Dr Chantry, a biological scientist at the University of East Anglia, and colleagues found by blocking WWP2 levels of the natural inhibitor are boosted and the cancer cells remain dormant.
“We are very excited and are already on the way to developing a new drug. We are now planning further experiments and then need to verify our findings in animal models and eventually clinical trials,” he said.
“But if all goes well we believe that cancer patients could be being treated by drugs that prevent the spread of their tumours in five to 10 years.”
The research was funded by UK-based charity the Association of International Cancer Research (AICR), with additional support from the Big C Charity and the British Skin Foundation.
Dr Mark Matfield, scientific coordinator of AICR, said: “This is a very exciting new discovery and a perfect example of the way that basic research into cancer can open up ways to develop new ways to treat cancer.”
The initial discovery was made while researchers were studying a group of natural cancer cell inhibitors called “Smads”.

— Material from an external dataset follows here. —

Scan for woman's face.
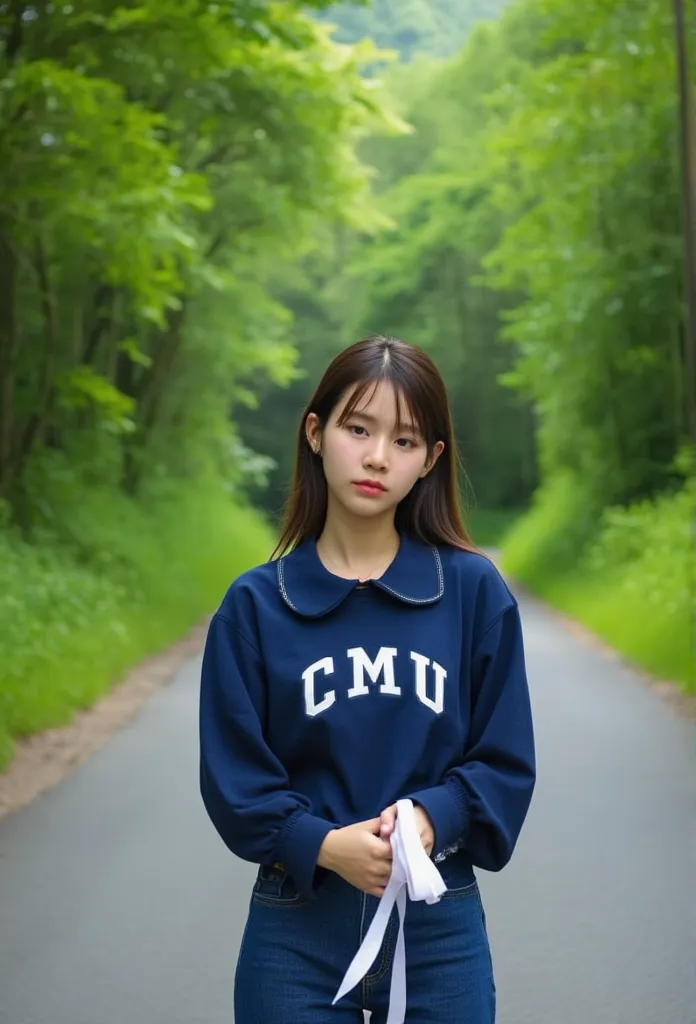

Dr Surinder Soond, who spearheaded the experimental work in the laboratory, said: “This is a very novel and exciting approach to treating cancer and the spread of tumours which holds great potential.”
Cancer Research UK welcomed the study but warned a lot more work needs to be done before its viability can be proven.
The charity’s science information manager Dr Kat Arney said: “Over recent decades researchers all over the world have discovered genes that drive the growth and spread of cancer, and this research adds one more to this ever-growing list.
“But, while these new results aid our understanding of the complexities of cancer and could point towards potential leads for future anti-cancer drugs, the work is still at the laboratory stage.”